Ok, I've looked at the results now and I think they look reasonably correct! Let's get off bvt-perbuild and onto av_webcam only then. We can't ask the WebRTC sheriffs to monitor the 30+ devices in bvt-perbuild, so I'm going to add the ones in av_webcam (10 devices): https://wmatrix.googleplex.com/unfiltered?releases=tot&suites=av_webcam and we'll see how it turns out.
And here, by the way, is apparent why the old tests didn't work very well: sometimes all frames are just black: https://chromeperf.appspot.com/report?sid=1491f26986746bfb52eb8b6aa622ab13874f3a6446edc3a3611bb427feace5a6

The code starts looking at frames when the video goes into onplay(), so it looks like we're just getting black frames off the camera. On the other hand, we haven't seen that from the getUserMedia test, which looks pretty solid: https://chromeperf.appspot.com/report?sid=f1f86f261f71ce00ae66a351affe243c25356600d17048c22d47966d586f9a66

I can at least see the peerconnection camera test has an error: it looks at video frames from the local preview, but that part is already covered by the getUserMedia test, so it should look at the remote view instead.
I see a few other things we could do better in the peerconnection test in particular. It uses setInterval, which isn't reliable at all. I'll file a bug to replace the whole frame capture mechanism with mediarecorder, and we should get more reliable results.
Ok, I've added the following to the WebRTC perf sheriff rotation now; will announce that to perf sheriffs and update documentation. Then I think we're done here (minus the spin-off bug to improve frame recording).
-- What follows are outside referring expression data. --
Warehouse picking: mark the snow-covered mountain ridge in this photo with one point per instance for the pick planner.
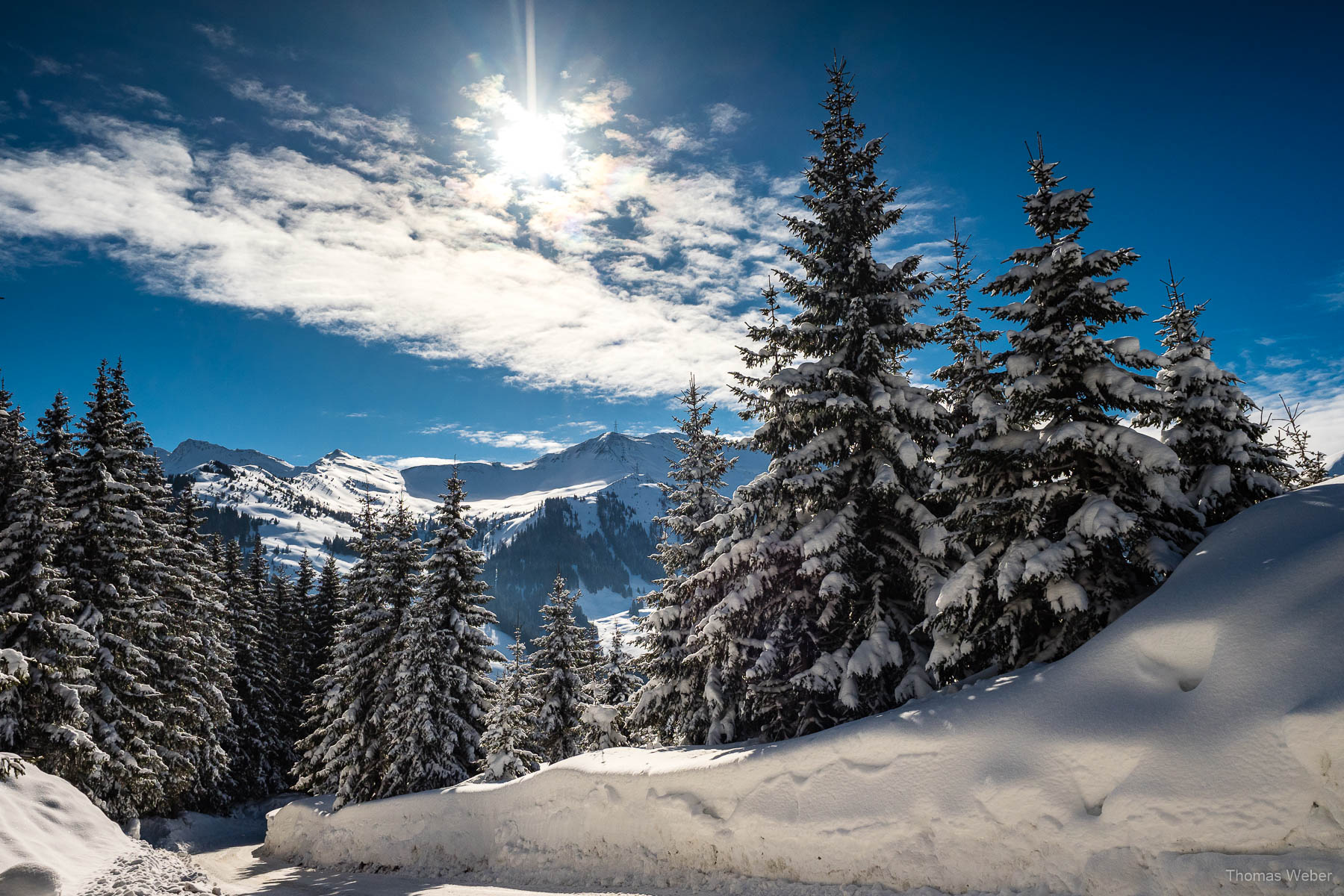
(586, 511)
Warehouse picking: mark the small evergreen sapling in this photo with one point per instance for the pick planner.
(508, 729)
(1226, 462)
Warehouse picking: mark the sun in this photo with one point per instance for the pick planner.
(531, 147)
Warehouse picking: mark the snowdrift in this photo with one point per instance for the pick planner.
(52, 837)
(1195, 744)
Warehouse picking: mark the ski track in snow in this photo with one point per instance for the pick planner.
(245, 869)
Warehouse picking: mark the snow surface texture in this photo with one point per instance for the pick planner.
(47, 827)
(1202, 734)
(299, 507)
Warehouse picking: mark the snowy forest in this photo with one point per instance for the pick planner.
(905, 538)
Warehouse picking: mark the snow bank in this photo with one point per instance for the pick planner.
(1198, 743)
(52, 836)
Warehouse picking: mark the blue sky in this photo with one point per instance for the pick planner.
(336, 225)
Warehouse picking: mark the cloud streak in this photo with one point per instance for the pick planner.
(620, 276)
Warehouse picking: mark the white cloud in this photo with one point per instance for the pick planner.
(49, 66)
(144, 94)
(220, 37)
(530, 440)
(281, 100)
(620, 276)
(725, 117)
(676, 139)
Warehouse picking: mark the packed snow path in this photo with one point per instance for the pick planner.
(1195, 742)
(243, 869)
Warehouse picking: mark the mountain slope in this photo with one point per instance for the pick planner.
(585, 512)
(193, 453)
(1201, 734)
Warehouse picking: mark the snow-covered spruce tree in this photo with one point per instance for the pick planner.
(159, 574)
(289, 689)
(308, 640)
(558, 675)
(343, 754)
(672, 706)
(508, 724)
(40, 715)
(968, 374)
(257, 675)
(1226, 462)
(819, 579)
(1295, 444)
(198, 688)
(57, 441)
(326, 610)
(616, 684)
(443, 659)
(612, 689)
(248, 768)
(1068, 514)
(105, 556)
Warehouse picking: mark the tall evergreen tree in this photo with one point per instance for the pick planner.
(161, 575)
(105, 556)
(1068, 514)
(308, 644)
(342, 755)
(319, 707)
(248, 766)
(508, 723)
(198, 688)
(443, 656)
(40, 709)
(616, 684)
(968, 374)
(289, 671)
(57, 441)
(324, 612)
(819, 579)
(1226, 462)
(672, 704)
(260, 763)
(557, 675)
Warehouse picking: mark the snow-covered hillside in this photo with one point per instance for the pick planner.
(577, 489)
(1195, 744)
(54, 841)
(193, 453)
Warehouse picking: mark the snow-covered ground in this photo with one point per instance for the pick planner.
(1195, 744)
(54, 841)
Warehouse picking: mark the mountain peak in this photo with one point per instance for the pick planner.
(193, 453)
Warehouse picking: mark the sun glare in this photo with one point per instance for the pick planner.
(531, 147)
ChromeOSVideo/cros-auron_paine/video_WebRtcCamera/*
ChromeOSVideo/cros-candy/video_WebRtcCamera/*
ChromeOSVideo/cros-chell/video_WebRtcCamera/*
ChromeOSVideo/cros-falco/video_WebRtcCamera/*
ChromeOSVideo/cros-lars/video_WebRtcCamera/*
ChromeOSVideo/cros-link/video_WebRtcCamera/*
ChromeOSVideo/cros-nyan_blaze/video_WebRtcCamera/*
ChromeOSVideo/cros-peach_pit/video_WebRtcCamera/*
ChromeOSVideo/cros-peppy/video_WebRtcCamera/*
ChromeOSVideo/cros-veyron_minnie/video_WebRtcCamera/*
ChromeOSVideo/cros-auron_paine/video_WebRtcPeerConnectionWithCamera/*
ChromeOSVideo/cros-candy/video_WebRtcPeerConnectionWithCamera/*
ChromeOSVideo/cros-chell/video_WebRtcPeerConnectionWithCamera/*
ChromeOSVideo/cros-falco/video_WebRtcPeerConnectionWithCamera/*
ChromeOSVideo/cros-lars/video_WebRtcPeerConnectionWithCamera/*
ChromeOSVideo/cros-link/video_WebRtcPeerConnectionWithCamera/*
ChromeOSVideo/cros-nyan_blaze/video_WebRtcPeerConnectionWithCamera/*
ChromeOSVideo/cros-peach_pit/video_WebRtcPeerConnectionWithCamera/*
ChromeOSVideo/cros-peppy/video_WebRtcPeerConnectionWithCamera/*
ChromeOSVideo/cros-veyron_minnie/video_WebRtcPeerConnectionWithCamera/*
Thanks Patrick! Couple notes:

1. I just repaired the Wizpig and that *should* start showing up in test results today.
2. Will be installing a Gru later today in the lab. 

Also, one question:
We were thinking of including some other WebRTC tests in the av_webcam suite, for completeness - video_ChromeRTCHWDecodeUsed, video_ChromeRTCHWEncodeUsed & video_WebRtcMediaRecorder. Any concerns or objections?
Re #20: Ok! You can add whatever you want to av_webcam as far I am concerned. Do you mean we should also add those tests to the WebRTC rotation?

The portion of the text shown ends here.